"The Entropy Trajectory"

The Entropy Trajectory

When a language model reasons step by step, it maintains a distribution over possible answers at each step. This distribution has an entropy — a measure of how uncertain the model is. The total entropy reduction from first step to last tells you something about the model’s confidence. But it doesn’t tell you whether the model will get the right answer.

The shape of the trajectory does.

A monotone entropy trajectory — one where uncertainty decreases at every step — predicts 68.8% accuracy. A non-monotone trajectory — where uncertainty increases at any step — predicts 46.8%. The gap is large and statistically significant. Total entropy reduction, by contrast, has no predictive power. Two reasoning chains can reduce entropy by the same total amount, but the one that does so smoothly is far more likely to be correct.

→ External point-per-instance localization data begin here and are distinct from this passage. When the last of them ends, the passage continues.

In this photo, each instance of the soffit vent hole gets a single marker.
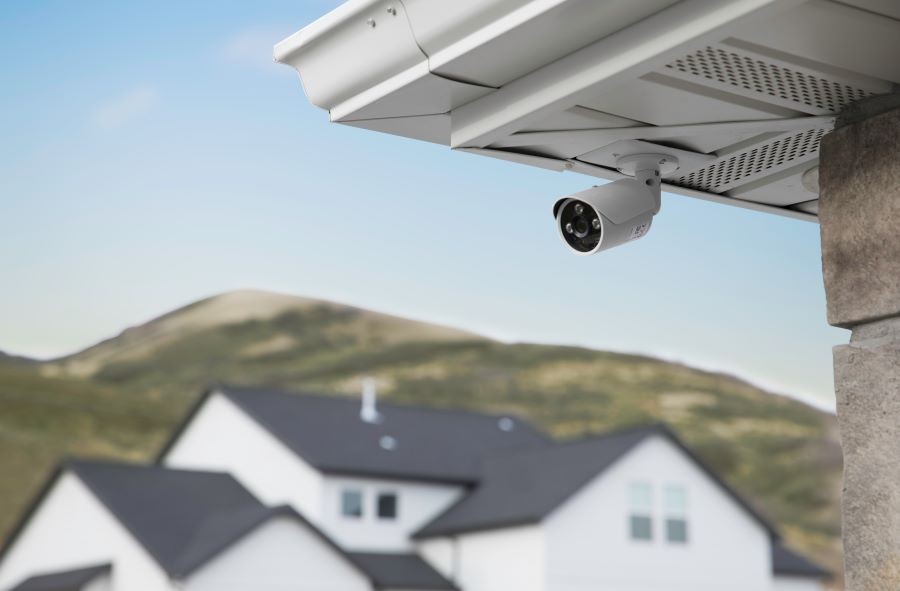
(714, 63)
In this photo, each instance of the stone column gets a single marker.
(859, 214)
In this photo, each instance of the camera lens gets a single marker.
(581, 226)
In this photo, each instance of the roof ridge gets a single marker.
(74, 461)
(382, 402)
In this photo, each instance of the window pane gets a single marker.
(676, 500)
(351, 503)
(387, 506)
(641, 528)
(640, 496)
(676, 530)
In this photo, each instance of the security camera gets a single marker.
(618, 212)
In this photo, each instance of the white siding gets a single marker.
(418, 503)
(590, 546)
(440, 553)
(282, 555)
(101, 583)
(783, 583)
(509, 559)
(72, 529)
(222, 437)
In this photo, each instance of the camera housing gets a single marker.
(602, 217)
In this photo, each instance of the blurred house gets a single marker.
(268, 490)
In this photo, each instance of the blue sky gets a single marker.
(152, 154)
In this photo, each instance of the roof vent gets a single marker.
(368, 412)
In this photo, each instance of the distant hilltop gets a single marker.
(122, 397)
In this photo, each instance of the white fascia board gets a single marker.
(626, 54)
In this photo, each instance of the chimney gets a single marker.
(368, 412)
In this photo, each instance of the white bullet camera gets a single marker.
(618, 212)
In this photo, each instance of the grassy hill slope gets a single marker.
(123, 396)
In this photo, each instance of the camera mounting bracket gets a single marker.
(648, 169)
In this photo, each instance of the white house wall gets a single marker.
(417, 504)
(440, 553)
(500, 560)
(282, 555)
(222, 437)
(589, 545)
(101, 583)
(783, 583)
(72, 529)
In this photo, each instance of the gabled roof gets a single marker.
(524, 487)
(400, 571)
(788, 563)
(428, 444)
(70, 580)
(181, 517)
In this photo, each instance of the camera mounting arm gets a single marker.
(649, 170)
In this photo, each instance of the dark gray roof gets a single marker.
(400, 571)
(789, 563)
(524, 487)
(70, 580)
(431, 444)
(181, 517)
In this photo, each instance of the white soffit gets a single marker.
(742, 90)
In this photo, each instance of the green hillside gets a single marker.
(122, 397)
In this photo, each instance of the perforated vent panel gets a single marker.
(756, 75)
(755, 161)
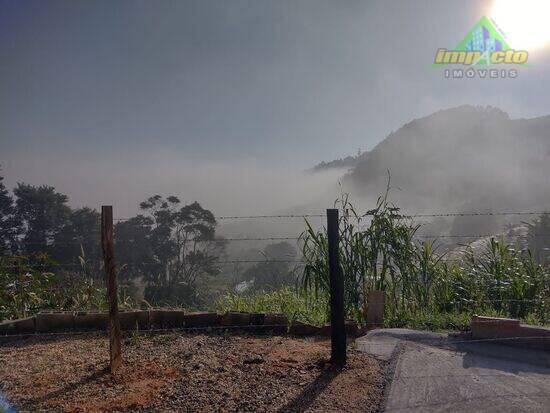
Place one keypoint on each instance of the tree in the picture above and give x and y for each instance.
(43, 212)
(134, 249)
(10, 225)
(78, 240)
(276, 271)
(538, 239)
(179, 245)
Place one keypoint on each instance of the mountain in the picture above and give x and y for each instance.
(462, 159)
(342, 163)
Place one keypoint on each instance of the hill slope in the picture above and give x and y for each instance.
(461, 159)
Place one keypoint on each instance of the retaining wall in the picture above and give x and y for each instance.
(155, 319)
(510, 332)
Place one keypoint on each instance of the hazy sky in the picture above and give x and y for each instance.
(115, 99)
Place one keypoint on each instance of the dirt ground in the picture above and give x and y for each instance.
(179, 372)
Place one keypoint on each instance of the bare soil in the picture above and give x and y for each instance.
(177, 372)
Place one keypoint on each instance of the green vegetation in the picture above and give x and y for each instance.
(50, 258)
(423, 288)
(25, 289)
(285, 300)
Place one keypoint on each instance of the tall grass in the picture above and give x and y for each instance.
(378, 252)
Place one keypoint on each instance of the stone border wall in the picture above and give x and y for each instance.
(164, 319)
(510, 332)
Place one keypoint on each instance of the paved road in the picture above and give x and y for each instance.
(436, 373)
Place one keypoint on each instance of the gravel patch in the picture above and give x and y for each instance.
(178, 372)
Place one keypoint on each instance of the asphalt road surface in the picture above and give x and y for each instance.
(432, 372)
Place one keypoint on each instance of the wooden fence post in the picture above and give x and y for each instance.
(107, 244)
(337, 314)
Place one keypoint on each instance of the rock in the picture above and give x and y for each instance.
(255, 359)
(298, 328)
(197, 320)
(235, 319)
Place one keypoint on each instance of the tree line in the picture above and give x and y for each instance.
(168, 245)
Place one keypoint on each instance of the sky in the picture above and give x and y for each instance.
(225, 102)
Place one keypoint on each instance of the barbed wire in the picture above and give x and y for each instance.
(402, 215)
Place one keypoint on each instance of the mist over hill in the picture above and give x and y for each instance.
(462, 159)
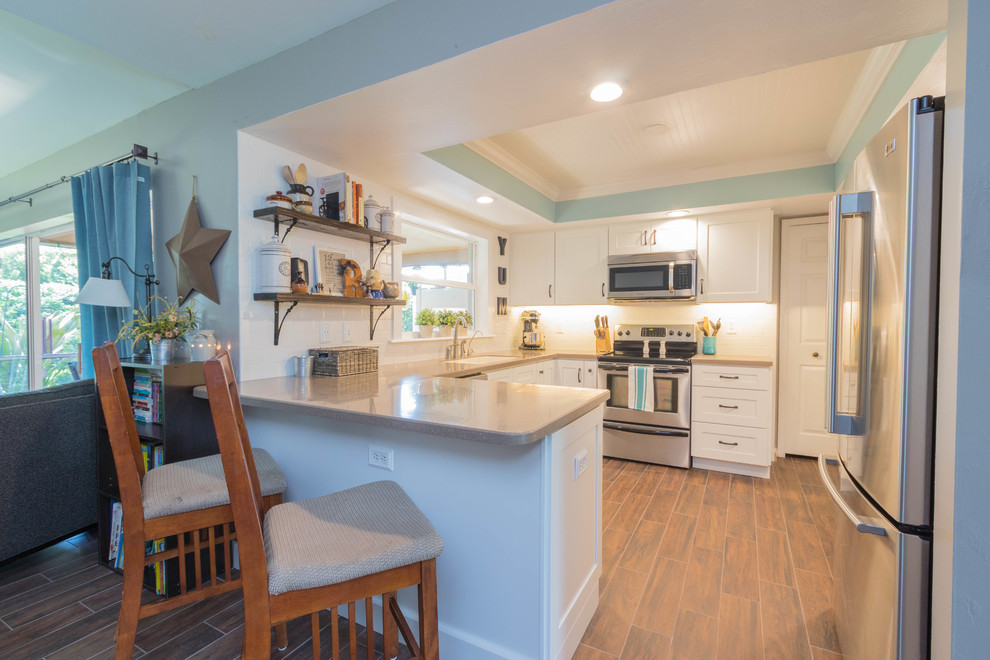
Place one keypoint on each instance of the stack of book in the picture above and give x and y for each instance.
(153, 457)
(146, 396)
(341, 198)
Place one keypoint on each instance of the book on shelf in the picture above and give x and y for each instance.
(116, 554)
(146, 396)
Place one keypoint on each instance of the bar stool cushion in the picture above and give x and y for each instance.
(199, 483)
(345, 535)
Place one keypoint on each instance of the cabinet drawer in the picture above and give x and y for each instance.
(736, 377)
(722, 405)
(737, 444)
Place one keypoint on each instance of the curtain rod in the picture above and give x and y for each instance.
(137, 151)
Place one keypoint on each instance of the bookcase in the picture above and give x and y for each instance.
(185, 431)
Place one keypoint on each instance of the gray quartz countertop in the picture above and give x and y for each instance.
(476, 410)
(736, 360)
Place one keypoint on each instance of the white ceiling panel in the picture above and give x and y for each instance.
(779, 119)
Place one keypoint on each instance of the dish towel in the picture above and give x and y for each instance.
(641, 388)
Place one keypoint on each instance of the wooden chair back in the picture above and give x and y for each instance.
(240, 472)
(122, 430)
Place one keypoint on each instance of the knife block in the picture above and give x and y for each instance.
(603, 343)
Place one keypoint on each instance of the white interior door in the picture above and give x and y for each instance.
(801, 398)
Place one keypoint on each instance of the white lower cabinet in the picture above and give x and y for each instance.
(730, 422)
(576, 373)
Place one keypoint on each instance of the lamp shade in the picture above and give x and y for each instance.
(106, 293)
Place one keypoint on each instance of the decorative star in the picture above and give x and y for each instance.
(193, 250)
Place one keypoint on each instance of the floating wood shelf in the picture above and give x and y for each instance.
(322, 299)
(318, 223)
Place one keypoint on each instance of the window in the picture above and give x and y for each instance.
(39, 320)
(438, 273)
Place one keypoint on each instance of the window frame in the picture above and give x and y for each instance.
(479, 262)
(32, 268)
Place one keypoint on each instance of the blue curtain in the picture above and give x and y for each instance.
(112, 208)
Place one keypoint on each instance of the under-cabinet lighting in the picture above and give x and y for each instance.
(605, 92)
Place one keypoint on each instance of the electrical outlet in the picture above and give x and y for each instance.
(580, 463)
(380, 458)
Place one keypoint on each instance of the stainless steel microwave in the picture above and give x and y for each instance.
(656, 276)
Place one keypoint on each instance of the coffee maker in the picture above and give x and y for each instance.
(532, 337)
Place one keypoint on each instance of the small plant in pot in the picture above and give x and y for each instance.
(426, 319)
(448, 317)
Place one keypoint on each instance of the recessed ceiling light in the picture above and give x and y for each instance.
(605, 92)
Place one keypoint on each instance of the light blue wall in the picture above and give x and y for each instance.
(195, 133)
(971, 518)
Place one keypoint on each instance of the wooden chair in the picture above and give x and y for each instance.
(306, 556)
(185, 500)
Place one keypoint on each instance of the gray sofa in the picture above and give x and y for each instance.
(47, 465)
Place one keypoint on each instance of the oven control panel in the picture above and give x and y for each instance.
(670, 332)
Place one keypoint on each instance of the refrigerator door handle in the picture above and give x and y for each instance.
(862, 527)
(855, 313)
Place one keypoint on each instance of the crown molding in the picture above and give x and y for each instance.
(875, 72)
(486, 148)
(714, 172)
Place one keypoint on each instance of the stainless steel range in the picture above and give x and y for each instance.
(661, 433)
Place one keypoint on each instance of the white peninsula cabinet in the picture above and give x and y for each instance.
(576, 373)
(735, 257)
(559, 268)
(731, 410)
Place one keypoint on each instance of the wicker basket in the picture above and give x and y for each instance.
(343, 360)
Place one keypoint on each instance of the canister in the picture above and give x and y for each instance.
(274, 267)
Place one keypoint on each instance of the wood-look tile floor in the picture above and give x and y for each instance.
(700, 564)
(696, 564)
(59, 603)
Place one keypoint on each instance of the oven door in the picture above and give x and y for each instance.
(671, 396)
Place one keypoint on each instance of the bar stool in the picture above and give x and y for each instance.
(186, 500)
(306, 556)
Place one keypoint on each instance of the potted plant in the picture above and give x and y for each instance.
(426, 319)
(161, 331)
(447, 318)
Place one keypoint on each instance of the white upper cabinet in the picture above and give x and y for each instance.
(562, 268)
(581, 267)
(531, 268)
(735, 257)
(672, 235)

Performance degrades with the number of violations. Zero violations: 68.8%. One: declining. Two: 28.6%. Each moment where the model becomes more confused mid-reasoning is a signal that something has gone wrong — not a temporary detour but a structural failure in the reasoning process.

The practical advantage is efficiency. Monitoring entropy trajectory requires approximately 1,500 tokens per question — one-eighth the cost of sampling 40 independent chains for self-consistency. The structural signal is cheaper to extract than the statistical one.

The deeper point: aggregate measures (total reduction, final confidence) lose information that sequential measures (step-by-step trajectory) preserve. A correct reasoning chain resolves uncertainty monotonically because each step genuinely constrains the answer space. A wrong chain wanders — it discovers contradictions, backtracks, introduces new uncertainty. The shape of the path is evidence about the path’s validity.